De uitgever bestempelt het boek als „de eerste autobiografie van een bevrijdingskind.” Veel elementen daaruit zijn gelukkig niet in z’n algemeenheid van toepassing op de duizenden zogenaamde bevrijdingskinderen die in 1945 en ’46 werden geboren. De ingrijpende identiteitsvragen waarmee de auteur jarenlang worstelde, zullen echter bij velen van hen, maar ook bij andere adoptiekinderen, herkenning oproepen.
Het boek laat overtuigend zien hoe groot de impact kan zijn van jarenlange onzekerheid over de eigen afkomst.

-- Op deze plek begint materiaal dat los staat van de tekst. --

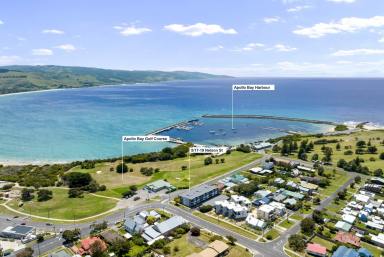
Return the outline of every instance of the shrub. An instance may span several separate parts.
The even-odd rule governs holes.
[[[200,228],[198,228],[198,227],[192,227],[192,228],[191,228],[191,235],[192,235],[192,236],[200,236]]]
[[[202,213],[210,212],[213,209],[212,205],[203,205],[200,206],[199,210]]]

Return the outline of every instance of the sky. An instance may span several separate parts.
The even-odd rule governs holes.
[[[2,0],[0,66],[384,76],[383,0]]]

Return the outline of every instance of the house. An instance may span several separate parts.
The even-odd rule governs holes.
[[[271,169],[273,169],[274,166],[275,166],[275,164],[273,162],[265,162],[263,164],[263,169],[264,170],[271,170]]]
[[[297,193],[297,192],[293,192],[293,191],[289,191],[289,190],[283,190],[282,194],[287,196],[287,197],[295,198],[296,200],[303,200],[304,197],[305,197],[303,194],[300,194],[300,193]]]
[[[285,182],[285,180],[282,178],[275,178],[275,180],[273,181],[273,183],[276,185],[282,185],[282,184],[284,184],[284,182]]]
[[[254,145],[253,145],[253,149],[255,149],[256,151],[260,151],[260,150],[269,148],[269,147],[271,147],[271,146],[272,146],[272,144],[269,143],[269,142],[261,142],[261,143],[259,143],[259,144],[254,144]]]
[[[298,188],[299,188],[299,185],[296,184],[296,183],[293,182],[293,181],[288,181],[286,185],[287,185],[287,187],[291,187],[291,188],[295,188],[295,189],[298,189]]]
[[[113,230],[106,230],[101,232],[100,237],[107,244],[112,244],[116,240],[124,240],[124,237],[120,236],[119,233]]]
[[[373,221],[368,221],[367,223],[365,223],[365,225],[368,228],[375,229],[375,230],[378,230],[378,231],[383,231],[383,228],[384,228],[384,226],[382,224],[379,224],[379,223],[376,223],[376,222],[373,222]]]
[[[199,253],[193,253],[186,257],[222,257],[228,253],[229,246],[220,240],[210,243],[207,248]]]
[[[176,187],[168,183],[164,180],[156,180],[152,183],[147,184],[144,189],[146,189],[148,192],[159,192],[163,189],[166,189],[167,191],[175,191]]]
[[[151,217],[154,217],[156,220],[159,220],[161,218],[161,215],[159,213],[157,213],[157,211],[155,210],[151,210],[151,211],[141,211],[139,213],[139,216],[141,216],[144,220],[147,220],[147,218],[149,216]]]
[[[315,243],[307,244],[307,253],[313,256],[325,257],[327,256],[327,248]]]
[[[360,247],[360,237],[347,232],[337,232],[335,240],[343,244],[351,244],[356,247]]]
[[[335,225],[335,228],[341,231],[349,232],[352,228],[352,224],[349,224],[345,221],[338,221]]]
[[[360,248],[357,252],[360,257],[373,257],[373,254],[367,248]]]
[[[252,172],[253,174],[259,174],[262,170],[263,168],[261,167],[254,167],[254,168],[251,168],[249,171]]]
[[[312,184],[312,183],[309,183],[309,182],[306,182],[306,181],[300,181],[300,186],[301,187],[305,187],[305,188],[308,188],[309,190],[311,190],[311,193],[313,191],[316,191],[319,186],[316,185],[316,184]]]
[[[288,197],[284,194],[277,194],[273,197],[273,201],[275,202],[282,202],[284,201],[285,199],[287,199]]]
[[[383,188],[383,185],[377,185],[377,184],[364,185],[364,190],[367,190],[369,192],[374,192],[374,193],[380,193],[382,188]]]
[[[303,177],[301,177],[301,180],[302,180],[302,181],[306,181],[306,182],[308,182],[308,183],[315,184],[315,185],[318,185],[318,184],[320,184],[320,182],[321,182],[321,178],[319,178],[319,177],[308,177],[308,176],[303,176]]]
[[[343,219],[343,221],[348,222],[349,224],[353,224],[356,220],[356,216],[350,214],[343,214],[341,218]]]
[[[379,246],[379,247],[384,247],[384,234],[383,233],[379,233],[377,236],[376,235],[373,235],[371,237],[371,241]]]
[[[145,219],[139,215],[127,218],[124,221],[124,228],[130,234],[141,233],[147,226]]]
[[[147,241],[148,245],[152,245],[155,241],[164,238],[164,236],[159,231],[155,230],[153,227],[154,226],[147,227],[141,234],[144,240]]]
[[[248,215],[248,208],[235,202],[216,201],[215,211],[232,219],[245,219]]]
[[[359,257],[359,253],[355,249],[342,245],[336,249],[332,257]]]
[[[219,195],[217,187],[204,184],[182,193],[180,198],[183,205],[194,208],[217,195]]]
[[[257,218],[257,213],[248,214],[247,218],[245,219],[245,223],[247,223],[250,227],[260,230],[263,230],[267,226],[267,222]]]
[[[355,194],[353,197],[355,198],[356,202],[363,203],[363,204],[368,203],[369,200],[371,199],[371,197],[364,194]]]
[[[6,238],[14,238],[14,239],[25,239],[29,237],[34,237],[36,229],[30,226],[10,226],[6,227],[3,231],[1,231],[0,236]]]
[[[275,213],[278,216],[283,216],[287,211],[285,204],[283,203],[271,202],[269,205],[275,208]]]
[[[186,221],[180,216],[173,216],[157,225],[154,225],[154,229],[160,232],[162,235],[168,235],[175,228],[185,224]]]
[[[235,184],[246,184],[249,182],[249,179],[244,177],[241,174],[234,174],[229,177],[230,181]]]
[[[298,169],[292,169],[291,170],[291,176],[294,178],[300,176],[300,174],[301,174],[301,172]]]
[[[272,220],[275,218],[275,207],[270,206],[269,204],[261,205],[257,209],[257,218],[263,220]]]
[[[247,197],[242,195],[231,195],[231,201],[242,206],[251,206],[251,201]]]
[[[269,190],[258,190],[255,192],[255,196],[257,199],[261,199],[261,198],[268,197],[271,195],[272,195],[272,192]]]
[[[293,209],[295,208],[296,204],[297,204],[297,201],[293,198],[289,198],[289,199],[285,199],[283,201],[283,203],[285,204],[285,206],[288,208],[288,209]]]
[[[371,178],[370,181],[373,184],[384,185],[384,179],[383,178],[373,177],[373,178]]]
[[[315,169],[310,168],[310,167],[306,167],[306,166],[303,166],[303,165],[299,165],[296,168],[298,170],[305,171],[305,172],[310,172],[310,173],[314,173],[315,172]]]
[[[268,198],[268,197],[264,197],[264,198],[261,198],[261,199],[256,199],[253,201],[253,204],[255,206],[260,206],[260,205],[263,205],[263,204],[268,204],[271,202],[271,199]]]
[[[88,237],[81,240],[80,247],[77,248],[76,253],[80,255],[85,255],[85,254],[92,255],[92,245],[95,243],[99,244],[101,251],[104,252],[105,250],[107,250],[107,245],[105,244],[105,242],[95,236],[95,237]]]

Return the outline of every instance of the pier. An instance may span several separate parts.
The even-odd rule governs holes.
[[[157,134],[160,134],[160,133],[165,132],[165,131],[169,131],[169,130],[174,129],[174,128],[188,127],[188,125],[190,125],[191,123],[194,123],[194,122],[198,122],[198,120],[197,119],[193,119],[193,120],[181,121],[181,122],[178,122],[178,123],[175,123],[175,124],[163,127],[163,128],[156,129],[156,130],[154,130],[152,132],[149,132],[149,133],[147,133],[145,135],[146,136],[148,136],[148,135],[157,135]],[[172,137],[169,139],[169,142],[174,143],[174,144],[186,144],[187,143],[187,142],[185,142],[185,141],[183,141],[181,139],[172,138]]]
[[[285,121],[296,121],[296,122],[305,122],[313,124],[324,124],[337,126],[339,123],[333,121],[324,121],[324,120],[311,120],[303,118],[292,118],[292,117],[283,117],[283,116],[272,116],[272,115],[257,115],[257,114],[204,114],[203,118],[212,118],[212,119],[267,119],[267,120],[285,120]]]

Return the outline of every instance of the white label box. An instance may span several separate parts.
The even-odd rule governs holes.
[[[233,91],[274,91],[275,85],[273,84],[254,84],[254,85],[232,85]]]
[[[200,153],[200,154],[222,154],[228,150],[228,147],[190,147],[189,153]]]
[[[122,136],[123,142],[168,142],[169,136],[147,135],[147,136]]]

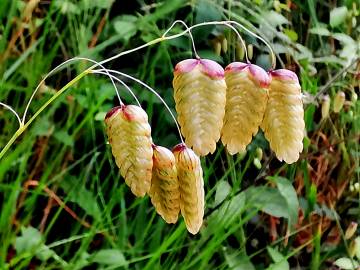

De fouten van diverse instanties en personen met wie Van den Boorn in de loop der jaren te maken kreeg, maken de situatie in zijn geval extra schrijnend. Door deze eerlijk te verwoorden, houdt hij allen die persoonlijk of beroepsmatig met geadopteerde kinderen te maken hebben, een belangrijke spiegel voor.
N.a.v. ”Bevrijdingskind. Zoektocht naar mijn echte ouders”, door Tom van den Boorn, uitg. Aspekt, Soesterberg, 2009; ISBN 978 90 5911 816 4; 203 blz.; € 18,95.
Een avond vol emoties
„Het werd een avond vol emoties. Onvoorstelbaar veel emoties. Hij was met zijn moeder op de bank gaan zitten. Meer dan een uur had Tom bij haar op schoot gezeten. Dat uur maakte veel goed, van wat ze beiden al die jaren gemist hadden. In dat uur voelde het net of hij nooit bij haar was weggeweest. Het was net of Tom van een lange vakantie was teruggekomen. De bloedband verloochende zich niet, hij leek precies op zijn moeder en nota bene haar kleinzoon evenzo. Ook het moederbeeld klopte aardig met alle fantasieën die hij al die jaren over haar had gehad. Sterker nog, ze had veel overeenkomsten met Toms eerste meisje, op wie hij zo stapel was geweest. Tom zelf had de nodige eigenschappen van zijn moeder. Hij herkende een groot deel van zichzelf in haar. O, hoe kostbaar was voor hem dit stuk identiteit.”
Uit: ”Bevrijdingskind” van Tom van den Boorn.